Last updated on February 7th, 2013 at 04:02 pm
One of my evolving dreams, related to money, is for the revival of small local business. I’ve made a personal commitment to
(1) do as much of my shopping locally as I possibly can; and
(2) avoid non-local business as much as I possibly can.
And note, when I say local, I don’t mean the local chain superstore. I mean the local business owner. Ideally, I mean the local business owner who is selling locally made goods.
Granted, there are some things this simply won’t work with. I don’t know of any small local manufacturers of toilet paper, for example. Avocados, which I love with a passion, don’t grow around here. Also, I am literally, physically, unable to exist without coffee, and coffee only comes from far, far away. So for those things, I just have to go as local as possible and buy from a locally-owned market instead of from a big box store.

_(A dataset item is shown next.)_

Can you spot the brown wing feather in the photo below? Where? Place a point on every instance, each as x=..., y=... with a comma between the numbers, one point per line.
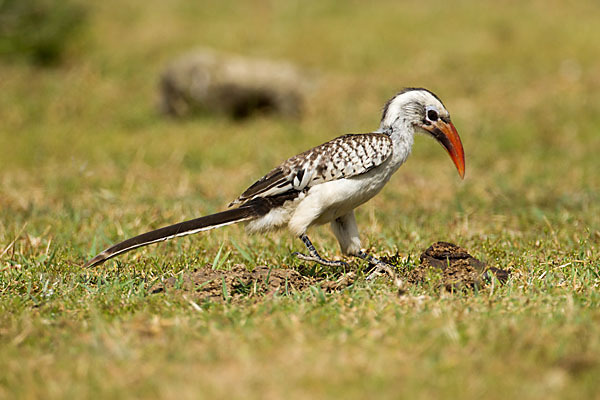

I have lots of reasons for moving in this direction. Some are economic, some are cultural, and some are environmental. Some, in fact, are emotional.
I’ll admit it up front: I am kind of mad at big business.
I am especially mad at the ones who have set themselves up to be “too big to fail,” so that we the taxpayers are bailing them out. And at the same time, those guys we’re bailing out aren’t really doing anything to bail us out. I’d just as soon not do business with them.
A propos of this topic, I was just over at Amazon looking up a book, and saw that Jeff Bezos has an open letter on the home page. In the letter, he announces that Amazon has been ranked #1 in the National Retail Federation Customers’ Choice Awards. He reminds us that Amazon’s mission is to be Earth’s most customer-centric company.
You know what? I appreciate that. I have never had anything but stellar customer service from Amazon. I’ve never looked for something that I couldn’t find on Amazon. Shipping has always been lickety-split, even when I order all my Christmas presents on December 22 and need them in two days. On the rare occasion when I’ve needed to return something, it’s been no problem and my credit card has been promptly refunded. No complaints whatsoever on the customer service front.
As big a fan as I am, though, I do have complaints on another front.
Amazon is a behemoth. It is pioneering e-book production, sales, and delivery. And it is gouging the heck out of those of us who are moving to e-book platforms out of a desire to save trees, open the marketplace to more authors and more ideas, and share a love of books worldwide.
My Amazon e-books typically cost more than if I bought a physical book. I’ve noticed that phenomenon creeping up over the last year or so. At first it was occasional. Now it seems every e-book I buy is at least a dollar or two higher than the price of the physical book. In fact, I have a suspicion that my e-book prices are subsidizing the low prices Amazon offers on physical books.
Now, maybe it’s not just Amazon running up the price on e-books and dropping the price on physical books; maybe it’s the publishers, clinging to their old business model. If so, perhaps they should read what happened to newspapers and the record industry.
But hey, change is hard.
My point is, even if the publishing industry is at the root of the problem, Amazon has more than enough power to chip away at that. We, the consumers, are the primary source of Amazon’s power. After all, we’re the ones buying the products, writing the reviews that sell more products, and becoming life-long habitual hybrid marketer/customers with some pretty big lifetime value numbers.
Personally, I think Amazon has an obligation to change the world on our behalf.
In fact, I think any big business that wants my patronage should embrace that very same obligation.
I’d like to see big business do a few things to reinvigorate local business instead of vacuuming it up like so much detritus under the heel of its very big boot.
I’d like to see big business help communities thrive instead of paying such lean wages that employees are living on discount boxes of mac and cheese and working second and third jobs.
I’d like to see big business acknowledge that even the possibility of peak oil and global warming is enough motivation to make some business model changes.
I’d like to see big business produce sustainable products that last, instead of cheap trendy products that are headed for the dump almost before they’re out of the bag.
In short, I think if I’m going to do business with any big business, I should be holding it to a higher standard. Because yeah, I think big business owes me something.
It owes me attention to the environment. Unemployment. The decline of local communities. The evaporation of the tax base and the corresponding gutting of infrastructure programs and services that every single one of us needs.
So Amazon, thanks for the free shipping. Thanks for the variety and the great customer service. Thanks for being there whenever I get a whim to find a book (or a pair of garden sheers, or a pressure cooker, or just about anything else I can think of). Now get to work. Because after all, to quote the Good Book, for everyone to whom much is given, of him shall much be required.